Walking the transect
Permaculture designers working with teams and communities often have the same needs as field workers in international development. Permaculture designers do well to borrow techniques from their toolkit.
THE TRANSECT is a participatory technique used to gather information about an area of land for use in the design phase of a project.
It can be useful in site analysis, the phase of design that documents the characteristics of a site and plots the influence of external forces such as sun/shade patterns, winds, runoff and the condition of soils. The transect is a means of mapping a site.
Making transects involves participants in gathering information themselves. They provide detailed, baseline information about the existing conditions on-site. Once gathered, information is compiled on a base map to inform the design.

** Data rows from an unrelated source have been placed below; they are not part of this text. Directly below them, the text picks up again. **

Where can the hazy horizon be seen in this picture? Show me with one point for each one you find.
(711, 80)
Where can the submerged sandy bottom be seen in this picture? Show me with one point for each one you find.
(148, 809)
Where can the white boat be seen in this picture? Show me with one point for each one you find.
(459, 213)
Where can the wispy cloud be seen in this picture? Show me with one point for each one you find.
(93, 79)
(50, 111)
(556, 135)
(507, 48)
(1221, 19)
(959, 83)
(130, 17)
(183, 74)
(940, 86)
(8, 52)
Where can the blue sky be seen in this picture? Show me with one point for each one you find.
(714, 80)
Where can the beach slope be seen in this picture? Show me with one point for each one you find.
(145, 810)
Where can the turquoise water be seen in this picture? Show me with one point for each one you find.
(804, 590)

Transects are also used in monitoring and evaluation of projects. The technique is used to assess changes in landuse and soil conditions and to compare the information to that collected at the start of the project, the baseline data.

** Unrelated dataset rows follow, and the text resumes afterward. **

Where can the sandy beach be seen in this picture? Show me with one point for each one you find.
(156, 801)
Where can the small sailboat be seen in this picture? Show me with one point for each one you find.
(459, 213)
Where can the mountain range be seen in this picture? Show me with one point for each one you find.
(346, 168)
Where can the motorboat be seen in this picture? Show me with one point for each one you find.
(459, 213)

We borrow transects from the international development assistance tool kit. Field workers in developing countries make use of transects as part of the participatory mapping of village infrastructure and landuse.
- are a means of making a detailed sampling of a site and what is found there
- are made by a row of participants following a straight line across a site
- contribute information to a base plan of the site.
The particularities of a site and need for detail determines distance between people. For example, where there is a variety of soils and terrain or a diversity of vegetation on a site, participants might be spaced closer together.
A simple tool of many uses
The transect is used to gather information about an area of land such as:
- soil conditions and how they vary across a site
- existing vegetation — species, distribution, abundance
- the presence of human artifacts
- the presence of soil degradation
- terrain — slope, aspect
- drainage — location of areas of moist or dry soil, runoff channels and direction, pooling, erosion.
Making a transect
A transect requires an activity leader and a group of participants.
- clipboards, notebooks or some other means of recording information
- string or rope if the transect course is to be marked out
- a sketch map of the area to be walked or every team, with an accurate measurement of its size.
Hazards and safety
Coordinators should make a preliminary walk-through of the survey area to check for hazards.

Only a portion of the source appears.